2014年に現地からメールが届き、本紙でご紹介することになったイベントです。昨年は、「のたる」で紹介した映画が初めてニッポンコネクションで上映されました。今年は、掲載作品が2作上映されるようです。

イベントのご紹介のミニなってしまいますが、日本より日本映画が楽しめる映画祭鴨しれないと感じました。【編集長・宮沢さかえ】

 

 

 

2017年5月23日から28日まで、フランクフルト・アム・マインにてニッポン旋風を巻き起こします。世界最大の日本映画祭として、ご来場のお客様には100本以上の長編短編映画・大ヒット映画やアニメ・インディーズ映画・コンサートやワークショップなど、様ざまなプログラムをお楽しみいただくことができます。
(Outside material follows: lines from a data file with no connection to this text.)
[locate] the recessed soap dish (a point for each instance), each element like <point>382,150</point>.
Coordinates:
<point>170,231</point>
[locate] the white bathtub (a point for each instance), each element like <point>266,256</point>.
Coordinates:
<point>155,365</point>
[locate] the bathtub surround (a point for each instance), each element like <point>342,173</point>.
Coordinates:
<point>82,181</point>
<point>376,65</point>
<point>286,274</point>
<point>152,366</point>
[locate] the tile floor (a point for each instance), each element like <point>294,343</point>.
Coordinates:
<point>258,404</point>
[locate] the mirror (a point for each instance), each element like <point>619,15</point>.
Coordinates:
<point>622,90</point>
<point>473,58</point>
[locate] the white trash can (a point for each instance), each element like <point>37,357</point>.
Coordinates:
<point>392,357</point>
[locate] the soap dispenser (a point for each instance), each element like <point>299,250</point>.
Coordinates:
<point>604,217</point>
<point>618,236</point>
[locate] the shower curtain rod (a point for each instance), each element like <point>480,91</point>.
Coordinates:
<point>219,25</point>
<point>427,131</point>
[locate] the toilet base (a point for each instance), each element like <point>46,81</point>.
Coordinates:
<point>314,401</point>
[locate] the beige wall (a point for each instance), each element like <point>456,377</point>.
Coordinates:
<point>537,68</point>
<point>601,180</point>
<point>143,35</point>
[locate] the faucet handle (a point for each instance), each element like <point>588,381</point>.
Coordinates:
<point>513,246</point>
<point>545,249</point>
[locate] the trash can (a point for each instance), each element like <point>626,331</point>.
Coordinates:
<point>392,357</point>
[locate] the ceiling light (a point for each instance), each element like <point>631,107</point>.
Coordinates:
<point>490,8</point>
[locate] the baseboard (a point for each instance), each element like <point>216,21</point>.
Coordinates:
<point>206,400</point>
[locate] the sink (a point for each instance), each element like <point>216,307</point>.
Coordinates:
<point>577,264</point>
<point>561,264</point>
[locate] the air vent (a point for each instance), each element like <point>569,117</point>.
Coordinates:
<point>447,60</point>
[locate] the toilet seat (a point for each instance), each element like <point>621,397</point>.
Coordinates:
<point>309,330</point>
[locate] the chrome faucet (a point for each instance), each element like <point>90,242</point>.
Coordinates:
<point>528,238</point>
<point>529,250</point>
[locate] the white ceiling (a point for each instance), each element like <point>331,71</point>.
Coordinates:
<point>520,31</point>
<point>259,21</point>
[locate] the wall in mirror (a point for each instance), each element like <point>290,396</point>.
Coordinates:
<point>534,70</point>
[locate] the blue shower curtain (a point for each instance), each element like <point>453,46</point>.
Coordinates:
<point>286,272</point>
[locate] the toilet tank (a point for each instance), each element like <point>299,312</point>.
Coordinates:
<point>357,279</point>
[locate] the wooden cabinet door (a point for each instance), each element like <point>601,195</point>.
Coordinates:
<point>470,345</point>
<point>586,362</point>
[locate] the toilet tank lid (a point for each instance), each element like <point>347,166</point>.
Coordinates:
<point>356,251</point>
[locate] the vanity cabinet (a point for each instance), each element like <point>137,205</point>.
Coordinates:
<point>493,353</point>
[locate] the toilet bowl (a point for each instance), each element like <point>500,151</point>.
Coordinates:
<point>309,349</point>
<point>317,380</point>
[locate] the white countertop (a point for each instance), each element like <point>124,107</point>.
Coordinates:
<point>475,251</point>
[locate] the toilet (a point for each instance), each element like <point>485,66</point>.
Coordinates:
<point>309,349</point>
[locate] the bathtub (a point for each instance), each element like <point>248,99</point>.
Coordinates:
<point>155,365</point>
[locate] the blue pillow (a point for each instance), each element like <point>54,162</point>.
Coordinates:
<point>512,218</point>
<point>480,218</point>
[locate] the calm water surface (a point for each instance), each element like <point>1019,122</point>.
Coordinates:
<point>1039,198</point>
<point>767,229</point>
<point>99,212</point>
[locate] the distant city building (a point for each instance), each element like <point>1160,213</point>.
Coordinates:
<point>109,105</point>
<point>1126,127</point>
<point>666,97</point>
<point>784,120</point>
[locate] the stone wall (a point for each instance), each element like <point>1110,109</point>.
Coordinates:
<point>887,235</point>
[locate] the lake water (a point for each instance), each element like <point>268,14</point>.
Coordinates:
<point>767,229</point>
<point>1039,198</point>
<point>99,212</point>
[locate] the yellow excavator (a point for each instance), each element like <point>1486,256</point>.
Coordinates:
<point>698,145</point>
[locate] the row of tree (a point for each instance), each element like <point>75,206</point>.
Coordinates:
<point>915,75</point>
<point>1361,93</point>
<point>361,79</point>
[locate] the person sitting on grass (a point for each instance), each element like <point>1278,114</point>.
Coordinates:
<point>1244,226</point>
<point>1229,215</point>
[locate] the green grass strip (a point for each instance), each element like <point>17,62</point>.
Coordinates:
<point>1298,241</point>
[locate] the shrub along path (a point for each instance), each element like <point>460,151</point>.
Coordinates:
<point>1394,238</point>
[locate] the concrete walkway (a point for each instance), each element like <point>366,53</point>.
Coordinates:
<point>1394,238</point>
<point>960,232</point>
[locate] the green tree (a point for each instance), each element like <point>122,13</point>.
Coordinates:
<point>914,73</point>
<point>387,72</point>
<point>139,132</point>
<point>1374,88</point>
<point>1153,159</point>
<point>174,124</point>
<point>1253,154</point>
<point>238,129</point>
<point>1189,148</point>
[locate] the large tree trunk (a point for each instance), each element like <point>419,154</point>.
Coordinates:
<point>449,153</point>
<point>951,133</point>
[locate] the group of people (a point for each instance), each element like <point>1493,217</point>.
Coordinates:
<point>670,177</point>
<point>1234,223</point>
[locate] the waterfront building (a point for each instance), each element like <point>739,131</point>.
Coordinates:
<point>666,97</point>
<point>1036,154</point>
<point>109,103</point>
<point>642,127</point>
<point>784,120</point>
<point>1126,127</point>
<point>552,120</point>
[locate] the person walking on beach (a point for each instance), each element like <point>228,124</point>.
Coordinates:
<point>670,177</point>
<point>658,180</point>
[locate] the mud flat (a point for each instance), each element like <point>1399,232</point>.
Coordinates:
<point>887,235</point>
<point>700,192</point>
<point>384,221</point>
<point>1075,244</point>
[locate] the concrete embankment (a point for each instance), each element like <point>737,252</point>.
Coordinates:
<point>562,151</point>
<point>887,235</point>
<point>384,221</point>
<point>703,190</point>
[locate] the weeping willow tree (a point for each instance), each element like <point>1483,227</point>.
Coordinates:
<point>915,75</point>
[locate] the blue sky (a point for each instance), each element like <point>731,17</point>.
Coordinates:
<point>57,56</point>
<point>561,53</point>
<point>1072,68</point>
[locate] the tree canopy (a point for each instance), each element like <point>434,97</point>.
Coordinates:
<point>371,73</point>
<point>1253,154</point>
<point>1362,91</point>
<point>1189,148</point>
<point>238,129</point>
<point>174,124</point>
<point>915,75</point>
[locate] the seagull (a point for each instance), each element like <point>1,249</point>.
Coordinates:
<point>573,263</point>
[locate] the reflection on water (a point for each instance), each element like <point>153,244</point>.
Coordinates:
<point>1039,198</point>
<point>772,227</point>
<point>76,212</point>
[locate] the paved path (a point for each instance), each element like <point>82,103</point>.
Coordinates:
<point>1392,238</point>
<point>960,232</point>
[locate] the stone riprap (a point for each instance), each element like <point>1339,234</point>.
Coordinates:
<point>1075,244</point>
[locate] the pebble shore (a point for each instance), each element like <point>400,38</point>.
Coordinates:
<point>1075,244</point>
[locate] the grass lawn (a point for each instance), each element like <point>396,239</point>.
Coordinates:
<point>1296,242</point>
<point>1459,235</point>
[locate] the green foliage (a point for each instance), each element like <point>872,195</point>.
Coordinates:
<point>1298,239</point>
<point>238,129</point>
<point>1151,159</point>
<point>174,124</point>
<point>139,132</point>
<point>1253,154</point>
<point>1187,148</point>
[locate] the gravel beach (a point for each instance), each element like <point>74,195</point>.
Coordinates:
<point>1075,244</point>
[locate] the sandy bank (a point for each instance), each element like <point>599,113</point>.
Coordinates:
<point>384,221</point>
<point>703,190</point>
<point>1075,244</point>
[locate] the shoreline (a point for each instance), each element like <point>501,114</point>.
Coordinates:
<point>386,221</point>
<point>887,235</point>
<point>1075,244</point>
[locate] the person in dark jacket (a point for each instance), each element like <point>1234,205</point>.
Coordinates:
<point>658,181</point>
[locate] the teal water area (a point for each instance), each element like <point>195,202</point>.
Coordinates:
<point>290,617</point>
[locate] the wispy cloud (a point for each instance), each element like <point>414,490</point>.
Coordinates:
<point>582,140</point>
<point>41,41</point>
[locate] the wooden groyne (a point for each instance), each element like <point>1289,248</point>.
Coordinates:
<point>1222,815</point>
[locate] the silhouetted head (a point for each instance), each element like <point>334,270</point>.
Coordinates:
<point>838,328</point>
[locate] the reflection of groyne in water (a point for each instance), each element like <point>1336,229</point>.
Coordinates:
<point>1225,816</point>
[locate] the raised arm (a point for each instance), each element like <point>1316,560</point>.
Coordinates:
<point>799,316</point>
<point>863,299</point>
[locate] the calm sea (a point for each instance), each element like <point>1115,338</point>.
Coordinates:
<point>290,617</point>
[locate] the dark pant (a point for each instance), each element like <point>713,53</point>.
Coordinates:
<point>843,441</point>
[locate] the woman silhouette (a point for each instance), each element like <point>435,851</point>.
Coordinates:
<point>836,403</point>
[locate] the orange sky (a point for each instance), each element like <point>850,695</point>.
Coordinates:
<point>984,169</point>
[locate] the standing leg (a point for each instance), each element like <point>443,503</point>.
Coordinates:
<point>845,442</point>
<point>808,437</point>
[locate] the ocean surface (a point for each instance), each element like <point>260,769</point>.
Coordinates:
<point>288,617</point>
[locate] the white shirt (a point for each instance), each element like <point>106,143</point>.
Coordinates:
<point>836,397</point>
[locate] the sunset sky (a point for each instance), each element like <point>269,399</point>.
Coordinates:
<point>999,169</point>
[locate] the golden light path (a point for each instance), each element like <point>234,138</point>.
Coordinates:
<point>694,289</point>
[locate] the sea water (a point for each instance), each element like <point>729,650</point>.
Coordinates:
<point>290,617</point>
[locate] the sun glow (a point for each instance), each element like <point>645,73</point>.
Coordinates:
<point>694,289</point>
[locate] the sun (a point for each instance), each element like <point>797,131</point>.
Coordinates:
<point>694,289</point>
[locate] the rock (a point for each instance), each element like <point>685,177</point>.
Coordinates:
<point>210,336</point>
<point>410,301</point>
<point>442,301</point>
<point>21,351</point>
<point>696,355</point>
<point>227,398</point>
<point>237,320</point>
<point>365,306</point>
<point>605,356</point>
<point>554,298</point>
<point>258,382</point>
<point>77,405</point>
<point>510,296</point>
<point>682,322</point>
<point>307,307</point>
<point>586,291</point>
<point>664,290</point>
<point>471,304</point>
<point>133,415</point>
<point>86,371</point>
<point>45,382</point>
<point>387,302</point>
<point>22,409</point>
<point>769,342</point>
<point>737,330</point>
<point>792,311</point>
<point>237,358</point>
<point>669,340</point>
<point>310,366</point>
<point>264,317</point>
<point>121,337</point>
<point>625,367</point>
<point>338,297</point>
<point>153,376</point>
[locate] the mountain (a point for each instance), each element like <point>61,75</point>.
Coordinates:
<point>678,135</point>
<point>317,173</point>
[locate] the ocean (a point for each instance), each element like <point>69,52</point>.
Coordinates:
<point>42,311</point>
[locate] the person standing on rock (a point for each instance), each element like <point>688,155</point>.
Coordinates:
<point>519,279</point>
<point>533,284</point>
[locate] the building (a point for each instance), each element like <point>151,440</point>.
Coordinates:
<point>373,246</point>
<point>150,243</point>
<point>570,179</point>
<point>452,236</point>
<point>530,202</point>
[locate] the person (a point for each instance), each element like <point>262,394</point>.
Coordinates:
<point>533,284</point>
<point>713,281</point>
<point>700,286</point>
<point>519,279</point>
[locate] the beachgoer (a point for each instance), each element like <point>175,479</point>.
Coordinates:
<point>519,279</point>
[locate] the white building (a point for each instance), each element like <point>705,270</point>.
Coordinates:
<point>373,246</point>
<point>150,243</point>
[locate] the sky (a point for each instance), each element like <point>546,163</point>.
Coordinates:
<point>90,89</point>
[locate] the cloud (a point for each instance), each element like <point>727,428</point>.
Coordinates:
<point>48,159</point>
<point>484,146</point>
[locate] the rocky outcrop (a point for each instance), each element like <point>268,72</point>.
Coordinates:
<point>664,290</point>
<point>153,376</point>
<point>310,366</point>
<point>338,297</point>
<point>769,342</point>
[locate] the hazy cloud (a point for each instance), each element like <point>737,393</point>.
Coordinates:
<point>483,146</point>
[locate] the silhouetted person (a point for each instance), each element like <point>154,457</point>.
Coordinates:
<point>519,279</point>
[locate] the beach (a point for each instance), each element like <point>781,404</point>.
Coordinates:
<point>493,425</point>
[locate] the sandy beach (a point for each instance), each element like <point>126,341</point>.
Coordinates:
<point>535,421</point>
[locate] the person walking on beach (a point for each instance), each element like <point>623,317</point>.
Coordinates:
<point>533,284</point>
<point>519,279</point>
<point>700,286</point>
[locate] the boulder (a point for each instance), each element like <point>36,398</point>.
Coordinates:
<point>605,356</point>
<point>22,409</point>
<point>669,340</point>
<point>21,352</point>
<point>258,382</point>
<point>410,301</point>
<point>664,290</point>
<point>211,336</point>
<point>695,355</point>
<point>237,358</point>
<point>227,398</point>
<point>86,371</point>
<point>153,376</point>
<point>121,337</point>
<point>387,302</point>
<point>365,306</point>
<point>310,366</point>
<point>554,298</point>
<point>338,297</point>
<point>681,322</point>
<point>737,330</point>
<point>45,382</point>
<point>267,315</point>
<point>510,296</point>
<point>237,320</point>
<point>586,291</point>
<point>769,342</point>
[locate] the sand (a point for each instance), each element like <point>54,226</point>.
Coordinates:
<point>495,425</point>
今年も多数の映画関係者・アーティストが来場します。ほぼすべての作品が、ドイツ・ヨーロッパ・ワールドプレミア上映です。映画祭のメイン会場はムゾーン塔とナクソスホールになります。

役所広司氏、ニッポン名誉賞受賞

今年は特別ゲストに俳優の役所広司氏をお招きします。役所広司氏が俳優として、その鮮烈な存在感を示したのが、「全身白衣の男」として人びとの記憶に残った伊丹十三監督の伝説的な映画「タンポポ」(1985年)でしょう。

ニッポン・コネクションでは、役所広司氏が出演する2作品=伊丹十三監督の「タンポポ」、原田眞人監督の歴史ドラマ「日本のいちばん長い日」を上映いたします。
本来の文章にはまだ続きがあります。